ViSpeak: Visual Instruction Feedback in Streaming Videos

Paper: Arxiv
ViSpeak-Bench: GitHub
Huggingface: ViSpeak-s2, ViSpeak-s3, ViSpeak-Instruct, ViSpeak-Bench
ModelScope: ViSpeak-s2, ViSpeak-s3, ViSpeak-Instruct, ViSpeak-Bench

🔥 News

We are hiring self-motivated interns and research interns and conducting graduate recruitment in China. Please feel free to contact Tech Manager via WeChat (id: weixihan1)

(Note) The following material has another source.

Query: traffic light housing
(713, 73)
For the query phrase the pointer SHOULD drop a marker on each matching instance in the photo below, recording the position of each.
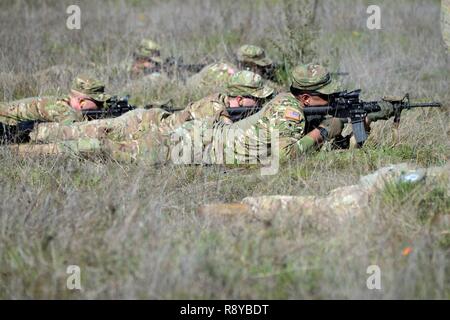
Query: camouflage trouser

[2025.06.26] Our paper was accepted by ICCV 2025.

👀 ViSpeak Overview

Recent advances in Large Multi-modal Models (LMMs) are primarily focused on offline video understanding. Instead, streaming video understanding poses great challenges to recent models due to its time-sensitive, omni-modal and interactive characteristics. In this work, we aim to extend the streaming video understanding from a new perspective and propose a novel task named Visual Instruction Feedback in which models should be aware of visual contents and learn to extract instructions from them. For example, when users wave their hands to agents, agents should recognize the gesture and start conversations with welcome information. Thus, following instructions in visual modality greatly enhances user-agent interactions. To facilitate research, we define seven key subtasks highly relevant to visual modality and collect the ViSpeak-Instruct dataset for training and the ViSpeak-Bench for evaluation. Further, we propose the ViSpeak model, which is a SOTA streaming video understanding LMM with GPT-4o-level performance on various streaming video understanding benchmarks. After finetuning on our ViSpeak-Instruct dataset, ViSpeak is equipped with basic visual instruction feedback ability, serving as a solid baseline for future research.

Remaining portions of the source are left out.